Figure 5. FOXM1 inhibitors impair growth and survival of DLBCL and BL cells in vitro.

(A) Determination of the mean inhibitory concentration (IC₅₀) of thiostrepton in 13 cell lines. Nine DLBCL and 4 BL cell lines were treated for 24 hrs with increasing concentrations of drug. Dose response curves are representative of at least three independent experiments. Cell metabolic activity was measured using the MTS assay. IC₅₀ values and standard deviations are shown to the right. (B) Thiostrepton-dependent inhibition of cell proliferation and increased cell death. Tumor cell lines were exposed for 24 hrs to DMSO (vehicle control) or thiostrepton at IC₅₀ levels shown in panel A, followed by flow cytometric determination of cells in S phase (DNA content analysis, left panel), number of viable cells (Guava ViaCount® analysis, middle panel), and apoptotic cells (annexin V immunoreactivity, right panel). Results are grouped by molecular subtype and shown as the average percent difference of the mean ± SD of thiostrepton- versus DMSO-treated cells. (C) Thiostrepton-dependent loss of gene expression. Cells were treated as described in panel B. RNA was isolated and gene transcript levels were measured using qPCR. Data are presented as described in panel B. (D) ARF peptide-dependent loss of cell metabolic activity. Four DLBCL and 2 BL cell lines were treated for 24 hrs with the indicated concentration (µM) of wild-type (WT) ARF peptide (black bars) or mutant (MUT) peptide (white bars) used as control.

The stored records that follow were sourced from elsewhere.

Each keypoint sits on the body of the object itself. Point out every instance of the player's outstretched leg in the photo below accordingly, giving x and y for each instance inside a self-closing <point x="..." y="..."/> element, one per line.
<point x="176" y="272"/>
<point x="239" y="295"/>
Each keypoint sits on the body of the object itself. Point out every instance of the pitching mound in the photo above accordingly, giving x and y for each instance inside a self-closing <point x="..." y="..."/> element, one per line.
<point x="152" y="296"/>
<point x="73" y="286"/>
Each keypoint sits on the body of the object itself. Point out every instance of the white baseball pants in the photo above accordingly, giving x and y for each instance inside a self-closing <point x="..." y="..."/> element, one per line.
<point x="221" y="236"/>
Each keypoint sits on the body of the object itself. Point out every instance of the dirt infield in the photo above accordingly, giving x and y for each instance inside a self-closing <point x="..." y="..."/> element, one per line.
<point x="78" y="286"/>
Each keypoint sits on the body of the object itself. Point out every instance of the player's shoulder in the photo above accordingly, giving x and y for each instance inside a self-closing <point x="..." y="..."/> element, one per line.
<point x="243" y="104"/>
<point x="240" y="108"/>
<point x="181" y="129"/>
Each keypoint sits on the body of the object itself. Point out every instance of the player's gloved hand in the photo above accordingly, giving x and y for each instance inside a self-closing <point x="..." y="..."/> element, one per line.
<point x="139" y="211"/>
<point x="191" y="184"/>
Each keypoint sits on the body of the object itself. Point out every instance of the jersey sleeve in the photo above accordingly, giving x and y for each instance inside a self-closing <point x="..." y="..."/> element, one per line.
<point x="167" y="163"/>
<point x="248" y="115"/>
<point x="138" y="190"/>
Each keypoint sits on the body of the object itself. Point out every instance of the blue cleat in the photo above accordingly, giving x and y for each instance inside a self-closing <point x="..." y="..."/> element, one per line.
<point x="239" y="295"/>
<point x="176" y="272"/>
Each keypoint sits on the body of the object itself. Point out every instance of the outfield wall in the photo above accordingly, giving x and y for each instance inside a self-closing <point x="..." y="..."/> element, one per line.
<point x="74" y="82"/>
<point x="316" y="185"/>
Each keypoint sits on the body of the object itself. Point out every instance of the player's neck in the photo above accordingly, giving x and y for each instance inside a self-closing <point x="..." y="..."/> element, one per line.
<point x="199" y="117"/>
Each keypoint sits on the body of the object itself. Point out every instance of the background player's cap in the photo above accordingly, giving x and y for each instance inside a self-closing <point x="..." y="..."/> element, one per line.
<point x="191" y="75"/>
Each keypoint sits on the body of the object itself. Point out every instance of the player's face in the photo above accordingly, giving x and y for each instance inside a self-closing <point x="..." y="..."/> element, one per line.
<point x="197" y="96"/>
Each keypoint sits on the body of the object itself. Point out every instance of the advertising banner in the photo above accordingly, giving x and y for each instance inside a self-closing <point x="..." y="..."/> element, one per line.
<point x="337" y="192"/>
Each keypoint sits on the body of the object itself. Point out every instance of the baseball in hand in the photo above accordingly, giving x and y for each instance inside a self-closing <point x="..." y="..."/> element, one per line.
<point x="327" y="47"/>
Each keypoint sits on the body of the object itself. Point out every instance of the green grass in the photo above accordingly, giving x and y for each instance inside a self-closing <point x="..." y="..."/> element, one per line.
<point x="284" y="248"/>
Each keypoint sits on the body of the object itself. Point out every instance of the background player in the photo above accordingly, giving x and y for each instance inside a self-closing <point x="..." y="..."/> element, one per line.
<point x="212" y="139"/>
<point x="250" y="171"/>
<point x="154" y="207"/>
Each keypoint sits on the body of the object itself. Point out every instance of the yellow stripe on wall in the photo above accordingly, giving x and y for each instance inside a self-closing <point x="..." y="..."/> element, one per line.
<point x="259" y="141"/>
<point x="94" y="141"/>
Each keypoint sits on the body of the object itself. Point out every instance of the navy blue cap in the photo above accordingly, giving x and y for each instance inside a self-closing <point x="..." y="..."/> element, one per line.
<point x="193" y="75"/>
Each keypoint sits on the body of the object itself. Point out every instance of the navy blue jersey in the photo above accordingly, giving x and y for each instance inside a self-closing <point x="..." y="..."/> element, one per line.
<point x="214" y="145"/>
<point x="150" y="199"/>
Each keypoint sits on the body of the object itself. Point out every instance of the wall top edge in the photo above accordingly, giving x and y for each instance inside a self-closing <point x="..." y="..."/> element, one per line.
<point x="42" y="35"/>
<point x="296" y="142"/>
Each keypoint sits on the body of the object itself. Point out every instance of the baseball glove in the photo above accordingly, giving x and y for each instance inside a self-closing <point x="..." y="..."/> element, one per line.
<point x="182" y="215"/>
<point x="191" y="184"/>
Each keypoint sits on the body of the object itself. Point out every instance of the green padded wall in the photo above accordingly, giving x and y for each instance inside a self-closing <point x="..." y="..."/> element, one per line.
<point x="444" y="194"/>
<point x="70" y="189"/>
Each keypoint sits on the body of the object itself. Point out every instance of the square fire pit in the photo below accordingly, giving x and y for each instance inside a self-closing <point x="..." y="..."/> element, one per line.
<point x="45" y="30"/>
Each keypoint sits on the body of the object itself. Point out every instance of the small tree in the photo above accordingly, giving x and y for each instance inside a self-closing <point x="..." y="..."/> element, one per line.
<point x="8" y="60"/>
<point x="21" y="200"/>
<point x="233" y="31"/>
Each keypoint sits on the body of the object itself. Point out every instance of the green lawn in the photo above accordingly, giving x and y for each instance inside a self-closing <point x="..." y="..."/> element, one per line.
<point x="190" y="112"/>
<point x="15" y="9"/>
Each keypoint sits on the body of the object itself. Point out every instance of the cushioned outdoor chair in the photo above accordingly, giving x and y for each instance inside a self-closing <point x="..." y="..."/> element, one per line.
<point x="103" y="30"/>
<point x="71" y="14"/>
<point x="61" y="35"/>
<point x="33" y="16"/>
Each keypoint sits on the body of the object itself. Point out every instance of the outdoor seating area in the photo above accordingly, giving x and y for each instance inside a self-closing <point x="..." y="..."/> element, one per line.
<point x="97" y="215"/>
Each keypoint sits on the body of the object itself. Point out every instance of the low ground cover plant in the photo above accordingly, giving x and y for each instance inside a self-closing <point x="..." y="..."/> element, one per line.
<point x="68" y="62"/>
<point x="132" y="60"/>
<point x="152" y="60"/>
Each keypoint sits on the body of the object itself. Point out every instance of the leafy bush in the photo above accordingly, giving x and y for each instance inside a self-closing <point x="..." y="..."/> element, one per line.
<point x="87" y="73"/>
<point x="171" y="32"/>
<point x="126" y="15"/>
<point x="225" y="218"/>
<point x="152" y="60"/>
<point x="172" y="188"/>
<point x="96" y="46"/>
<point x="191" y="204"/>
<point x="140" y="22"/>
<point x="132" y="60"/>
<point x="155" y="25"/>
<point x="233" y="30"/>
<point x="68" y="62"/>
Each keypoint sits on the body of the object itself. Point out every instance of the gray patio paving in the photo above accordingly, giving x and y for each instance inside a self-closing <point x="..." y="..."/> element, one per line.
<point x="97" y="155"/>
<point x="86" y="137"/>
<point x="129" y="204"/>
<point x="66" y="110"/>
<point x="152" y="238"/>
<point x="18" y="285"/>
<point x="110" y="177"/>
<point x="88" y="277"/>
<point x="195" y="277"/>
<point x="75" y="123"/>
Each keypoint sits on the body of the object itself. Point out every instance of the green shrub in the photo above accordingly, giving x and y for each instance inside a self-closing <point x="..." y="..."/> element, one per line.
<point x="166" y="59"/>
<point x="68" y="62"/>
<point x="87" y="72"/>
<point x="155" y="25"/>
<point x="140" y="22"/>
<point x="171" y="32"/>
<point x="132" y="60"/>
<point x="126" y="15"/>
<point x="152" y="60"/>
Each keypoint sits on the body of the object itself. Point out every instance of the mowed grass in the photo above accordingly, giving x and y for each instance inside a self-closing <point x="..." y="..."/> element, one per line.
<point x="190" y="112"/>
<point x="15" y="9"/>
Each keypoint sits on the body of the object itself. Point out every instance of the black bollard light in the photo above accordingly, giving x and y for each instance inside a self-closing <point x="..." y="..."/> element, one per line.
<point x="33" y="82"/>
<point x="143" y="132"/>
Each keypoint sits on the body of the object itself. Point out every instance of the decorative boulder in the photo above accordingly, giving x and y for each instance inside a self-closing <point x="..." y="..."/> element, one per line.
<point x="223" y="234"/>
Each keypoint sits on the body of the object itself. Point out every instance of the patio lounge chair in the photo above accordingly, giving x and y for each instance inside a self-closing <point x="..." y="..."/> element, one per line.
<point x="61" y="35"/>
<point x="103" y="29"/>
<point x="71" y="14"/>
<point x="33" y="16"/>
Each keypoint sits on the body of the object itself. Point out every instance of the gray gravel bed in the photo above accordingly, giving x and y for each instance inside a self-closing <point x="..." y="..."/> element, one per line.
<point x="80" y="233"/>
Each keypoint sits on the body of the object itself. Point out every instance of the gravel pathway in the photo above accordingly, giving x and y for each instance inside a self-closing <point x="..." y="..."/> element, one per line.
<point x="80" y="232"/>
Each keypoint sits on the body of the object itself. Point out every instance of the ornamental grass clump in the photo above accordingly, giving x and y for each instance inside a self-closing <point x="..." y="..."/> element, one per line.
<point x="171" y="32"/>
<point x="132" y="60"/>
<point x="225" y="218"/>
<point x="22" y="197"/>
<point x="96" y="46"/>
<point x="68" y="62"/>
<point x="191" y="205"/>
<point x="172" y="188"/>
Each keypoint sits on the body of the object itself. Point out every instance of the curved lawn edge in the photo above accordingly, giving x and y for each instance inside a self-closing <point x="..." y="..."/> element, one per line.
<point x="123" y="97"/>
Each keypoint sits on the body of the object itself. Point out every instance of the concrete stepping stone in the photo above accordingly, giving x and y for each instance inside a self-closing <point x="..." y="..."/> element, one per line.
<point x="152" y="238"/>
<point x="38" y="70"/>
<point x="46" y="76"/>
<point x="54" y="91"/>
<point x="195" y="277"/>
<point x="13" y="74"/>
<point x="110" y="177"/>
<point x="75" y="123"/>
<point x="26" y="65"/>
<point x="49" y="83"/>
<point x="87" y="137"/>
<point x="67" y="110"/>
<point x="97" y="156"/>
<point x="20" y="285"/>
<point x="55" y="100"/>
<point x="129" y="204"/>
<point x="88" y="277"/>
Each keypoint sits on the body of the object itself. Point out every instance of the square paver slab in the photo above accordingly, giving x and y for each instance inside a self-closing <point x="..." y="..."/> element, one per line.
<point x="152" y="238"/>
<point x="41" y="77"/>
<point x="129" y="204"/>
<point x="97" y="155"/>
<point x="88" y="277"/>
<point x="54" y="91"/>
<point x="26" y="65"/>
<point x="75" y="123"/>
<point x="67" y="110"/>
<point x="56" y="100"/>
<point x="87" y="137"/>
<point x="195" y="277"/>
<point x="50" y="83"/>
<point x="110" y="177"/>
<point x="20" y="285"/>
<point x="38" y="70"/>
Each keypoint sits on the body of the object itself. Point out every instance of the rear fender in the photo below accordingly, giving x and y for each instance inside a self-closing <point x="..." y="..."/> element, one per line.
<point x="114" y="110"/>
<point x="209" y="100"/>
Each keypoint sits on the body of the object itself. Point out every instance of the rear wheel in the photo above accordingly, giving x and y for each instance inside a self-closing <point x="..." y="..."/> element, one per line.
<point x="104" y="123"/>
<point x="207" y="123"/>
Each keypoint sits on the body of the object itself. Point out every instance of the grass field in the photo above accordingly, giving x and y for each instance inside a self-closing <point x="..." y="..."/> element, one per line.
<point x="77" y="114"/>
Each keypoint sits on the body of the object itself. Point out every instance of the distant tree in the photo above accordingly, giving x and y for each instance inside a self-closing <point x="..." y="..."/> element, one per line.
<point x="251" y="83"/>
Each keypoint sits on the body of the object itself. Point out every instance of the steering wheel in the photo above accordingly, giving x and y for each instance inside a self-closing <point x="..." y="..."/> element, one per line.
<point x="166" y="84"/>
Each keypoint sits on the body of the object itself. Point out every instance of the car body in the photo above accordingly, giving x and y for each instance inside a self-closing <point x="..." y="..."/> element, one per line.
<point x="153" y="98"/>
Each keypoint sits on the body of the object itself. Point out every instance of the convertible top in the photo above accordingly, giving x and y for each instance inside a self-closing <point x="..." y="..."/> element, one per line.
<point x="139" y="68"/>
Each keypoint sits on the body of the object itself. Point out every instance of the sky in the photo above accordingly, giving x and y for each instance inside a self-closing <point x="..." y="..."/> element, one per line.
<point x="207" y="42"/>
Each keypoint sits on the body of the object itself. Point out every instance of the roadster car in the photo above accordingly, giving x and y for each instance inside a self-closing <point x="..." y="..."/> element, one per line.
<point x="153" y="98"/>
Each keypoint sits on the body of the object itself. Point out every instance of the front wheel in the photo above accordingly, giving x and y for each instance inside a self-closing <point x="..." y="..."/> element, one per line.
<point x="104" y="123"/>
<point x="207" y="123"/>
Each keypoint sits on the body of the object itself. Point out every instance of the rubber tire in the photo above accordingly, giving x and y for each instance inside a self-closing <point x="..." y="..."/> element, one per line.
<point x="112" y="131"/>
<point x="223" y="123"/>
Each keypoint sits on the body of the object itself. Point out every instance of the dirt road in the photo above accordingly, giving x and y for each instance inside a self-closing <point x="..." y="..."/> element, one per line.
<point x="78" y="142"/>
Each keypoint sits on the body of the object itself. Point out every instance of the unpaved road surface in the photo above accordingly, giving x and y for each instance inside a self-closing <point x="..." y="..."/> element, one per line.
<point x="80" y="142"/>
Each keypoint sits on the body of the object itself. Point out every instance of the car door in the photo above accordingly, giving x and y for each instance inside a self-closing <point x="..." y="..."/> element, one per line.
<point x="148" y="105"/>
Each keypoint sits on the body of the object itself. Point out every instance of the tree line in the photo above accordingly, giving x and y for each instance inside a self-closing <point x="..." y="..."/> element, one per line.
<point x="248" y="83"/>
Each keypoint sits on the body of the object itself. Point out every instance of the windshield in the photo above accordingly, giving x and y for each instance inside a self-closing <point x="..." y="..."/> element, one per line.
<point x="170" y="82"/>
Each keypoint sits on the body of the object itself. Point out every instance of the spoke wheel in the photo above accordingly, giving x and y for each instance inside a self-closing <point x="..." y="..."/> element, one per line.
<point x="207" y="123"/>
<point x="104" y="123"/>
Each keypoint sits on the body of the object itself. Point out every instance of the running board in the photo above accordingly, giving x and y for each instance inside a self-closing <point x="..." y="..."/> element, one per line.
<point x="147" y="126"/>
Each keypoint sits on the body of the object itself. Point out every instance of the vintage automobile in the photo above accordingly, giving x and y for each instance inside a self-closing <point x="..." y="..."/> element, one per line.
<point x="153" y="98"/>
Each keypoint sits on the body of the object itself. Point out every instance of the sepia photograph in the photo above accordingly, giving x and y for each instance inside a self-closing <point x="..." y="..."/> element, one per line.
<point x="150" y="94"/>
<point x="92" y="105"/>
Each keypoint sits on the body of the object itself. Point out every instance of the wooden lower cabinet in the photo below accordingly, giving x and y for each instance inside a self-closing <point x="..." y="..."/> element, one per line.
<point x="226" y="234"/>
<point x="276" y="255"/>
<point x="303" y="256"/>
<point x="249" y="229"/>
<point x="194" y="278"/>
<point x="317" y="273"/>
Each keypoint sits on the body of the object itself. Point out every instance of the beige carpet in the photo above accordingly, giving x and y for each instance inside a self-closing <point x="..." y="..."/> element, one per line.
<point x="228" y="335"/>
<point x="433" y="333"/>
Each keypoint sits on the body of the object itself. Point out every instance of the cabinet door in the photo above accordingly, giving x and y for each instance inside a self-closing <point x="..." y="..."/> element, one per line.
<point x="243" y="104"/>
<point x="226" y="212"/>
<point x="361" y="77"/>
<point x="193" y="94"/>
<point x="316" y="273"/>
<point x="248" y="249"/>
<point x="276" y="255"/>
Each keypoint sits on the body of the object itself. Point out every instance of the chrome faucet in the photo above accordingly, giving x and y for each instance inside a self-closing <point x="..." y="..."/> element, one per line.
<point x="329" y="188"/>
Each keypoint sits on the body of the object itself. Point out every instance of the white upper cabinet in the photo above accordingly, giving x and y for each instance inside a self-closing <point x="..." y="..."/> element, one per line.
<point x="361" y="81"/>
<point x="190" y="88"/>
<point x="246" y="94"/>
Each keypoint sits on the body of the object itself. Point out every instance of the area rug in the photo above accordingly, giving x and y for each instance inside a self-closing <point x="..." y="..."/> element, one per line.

Cell metabolic activity was measured using the MTS (SUDHL4, BJAB, HBL1, TMD8) or CellTiter-Glo® (Daudi, Ramos, Raji, DG75) assays and is normalized to the mean of the lowest concentration of MUT peptide treatment per cell type. Blue, red and black outline colors indicate GCB, ABC, and BL cell lines, respectively. Data are representative of at least two independent experiments.